Que peuvent faire les vapoteurs à propos de la TPD III?

Heureusement, l'industrie britannique de la vape a deux organisations professionnelles pour la représenter.

Les deux sont nécessaires – l'un est indépendant de l'industrie du tabac et peut s'exprimer sans influence de l'industrie du tabac, l'autre peut tirer parti des ressources de l'industrie du tabac.

Mais les organismes commerciaux ne suffisent pas. Même une industrie commerciale indépendante de l'entreprise de tabac ne jouira jamais d'une confiance totale.

Les avocats et les vapoteurs sont différents. Les personnes qui sont passées au vapotage et qui ont vécu les changements dans leur vie peuvent faire une réelle différence en partageant leurs histoires.

Après tout, alors que nous pouvons partager des données jusqu'à épuisement, le cerveau des gens (y compris les politiciens) est réglé pour répondre à des histoires bien plus que des statistiques.

Pour ce faire, les défenseurs doivent s'organiser. À l'époque où le vapotage dans l'UE et au Royaume-Uni était menacé, il y avait une énorme activité. Mais de nombreux vapoteurs sont devenus complaisants depuis lors.

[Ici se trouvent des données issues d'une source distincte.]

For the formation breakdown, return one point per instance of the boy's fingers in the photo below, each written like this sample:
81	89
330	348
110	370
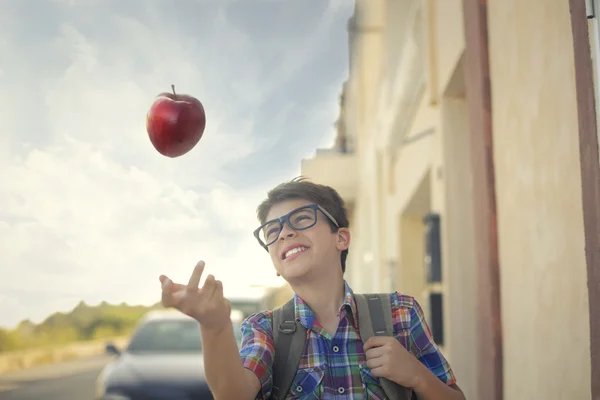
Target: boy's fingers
194	281
208	289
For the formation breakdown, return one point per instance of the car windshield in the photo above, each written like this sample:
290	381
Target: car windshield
166	336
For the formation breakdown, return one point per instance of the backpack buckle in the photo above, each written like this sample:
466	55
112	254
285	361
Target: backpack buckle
287	327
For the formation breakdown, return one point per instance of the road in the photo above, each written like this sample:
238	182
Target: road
72	380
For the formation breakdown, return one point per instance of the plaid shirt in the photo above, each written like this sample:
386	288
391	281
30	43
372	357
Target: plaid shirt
335	367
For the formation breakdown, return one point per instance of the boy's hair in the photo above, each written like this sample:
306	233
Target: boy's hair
302	188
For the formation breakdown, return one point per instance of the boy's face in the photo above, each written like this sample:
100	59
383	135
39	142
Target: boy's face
297	252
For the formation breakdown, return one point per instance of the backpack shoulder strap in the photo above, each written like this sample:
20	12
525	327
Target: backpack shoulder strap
375	319
289	338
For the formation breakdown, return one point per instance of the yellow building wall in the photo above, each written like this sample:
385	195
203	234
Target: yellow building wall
538	185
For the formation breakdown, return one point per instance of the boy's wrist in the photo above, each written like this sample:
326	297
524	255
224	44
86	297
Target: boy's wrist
420	378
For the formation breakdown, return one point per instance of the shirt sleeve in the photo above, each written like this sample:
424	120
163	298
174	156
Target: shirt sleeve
256	350
424	348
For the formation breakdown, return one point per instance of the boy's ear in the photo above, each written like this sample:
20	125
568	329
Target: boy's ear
343	239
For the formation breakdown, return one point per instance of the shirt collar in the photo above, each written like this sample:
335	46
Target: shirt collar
307	318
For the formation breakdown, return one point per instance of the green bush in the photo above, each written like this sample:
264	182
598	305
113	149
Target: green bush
83	323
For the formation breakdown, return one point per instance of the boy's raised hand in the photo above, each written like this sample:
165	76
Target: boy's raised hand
205	304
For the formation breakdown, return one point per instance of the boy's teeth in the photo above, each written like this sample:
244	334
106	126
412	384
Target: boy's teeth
294	251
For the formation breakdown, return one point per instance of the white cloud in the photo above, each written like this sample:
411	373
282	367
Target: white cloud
88	209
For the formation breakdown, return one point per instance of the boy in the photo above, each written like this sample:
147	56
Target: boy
304	227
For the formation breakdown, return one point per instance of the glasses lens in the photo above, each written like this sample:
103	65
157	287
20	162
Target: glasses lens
269	232
303	218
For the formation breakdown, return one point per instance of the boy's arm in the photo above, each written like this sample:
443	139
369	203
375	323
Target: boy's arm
436	378
225	373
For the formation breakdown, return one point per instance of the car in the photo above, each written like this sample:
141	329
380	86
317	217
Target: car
163	360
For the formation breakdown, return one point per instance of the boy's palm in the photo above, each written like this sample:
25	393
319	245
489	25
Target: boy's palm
206	304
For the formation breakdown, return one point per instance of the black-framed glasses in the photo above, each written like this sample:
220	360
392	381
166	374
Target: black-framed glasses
299	219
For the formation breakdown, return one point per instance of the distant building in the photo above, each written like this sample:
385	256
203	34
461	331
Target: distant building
467	152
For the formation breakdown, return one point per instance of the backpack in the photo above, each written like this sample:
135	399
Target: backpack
375	319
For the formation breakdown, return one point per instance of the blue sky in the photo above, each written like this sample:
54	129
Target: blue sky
88	209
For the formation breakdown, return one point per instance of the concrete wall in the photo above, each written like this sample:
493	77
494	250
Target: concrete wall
540	227
414	157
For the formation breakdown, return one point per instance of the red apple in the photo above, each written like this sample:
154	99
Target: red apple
175	123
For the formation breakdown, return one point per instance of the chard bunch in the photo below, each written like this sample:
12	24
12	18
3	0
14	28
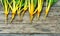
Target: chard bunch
20	6
6	9
49	4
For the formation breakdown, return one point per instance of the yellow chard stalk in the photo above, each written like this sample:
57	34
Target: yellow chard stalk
6	10
14	9
48	6
31	9
19	10
25	7
40	5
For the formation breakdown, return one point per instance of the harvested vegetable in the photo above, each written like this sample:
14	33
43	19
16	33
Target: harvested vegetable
49	4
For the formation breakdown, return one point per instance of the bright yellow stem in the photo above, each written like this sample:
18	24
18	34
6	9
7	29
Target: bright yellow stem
31	9
25	7
6	10
48	8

Tout ce que nous avons maintenant, c'est un petit groupe de militants sous l'égide de la New Nicotine Alliance, l'organisation sous-financée (l'organisation refuse tous les dons de l'industrie).

Si vous vous souciez du vapotage, rejoignez-les.

C'est gratuit – et cela pourrait vous sauver la vie.

Sources et ressources:

Bates, C: l'Organisation mondiale de la santé échoue dans la science et échoue dans la propagande – le triste cas des questions et réponses anti-vapotage de l'OMS CliveBates.com, janvier 2020

Page, B: les États de l'UE donnent un grand coup de pouce à l'harmonie fiscale sur les cigarettes électroniques et le tabac chauffé E-Cig Intelligence, février 2020

Bloomberg entreprend de vapoter après avoir donné 1 milliard de euros pour lutter contre le tabac New York Times, septembre 2019

Envi: The Green Monster That Got Me Thinking, février 2020

E-Cigarettes: Quels sont leurs risques? WHO Q&A, janv 2020

RÉUNION DU GROUPE D'EXPERTS SUR LA POLITIQUE DU TABAC: Commission européenne, octobre 2019

Comité scientifique des risques sanitaires, environnementaux et émergents (SCHEER): demande d'avis scientifique sur les cigarettes électroniques Commission européenne

RAPPORT DE L'OMS SUR L'ÉPIDÉMIE MONDIALE DE TABAC OMS, 2019

Un grand merci à Cecilia Kindstrand-Isaksson de Swedish Match pour son aide avec ce poste, qui m'a notamment indiqué les ressources et la vérification des faits. Comme d'habitude, toutes les erreurs dans la version finale sont les miennes.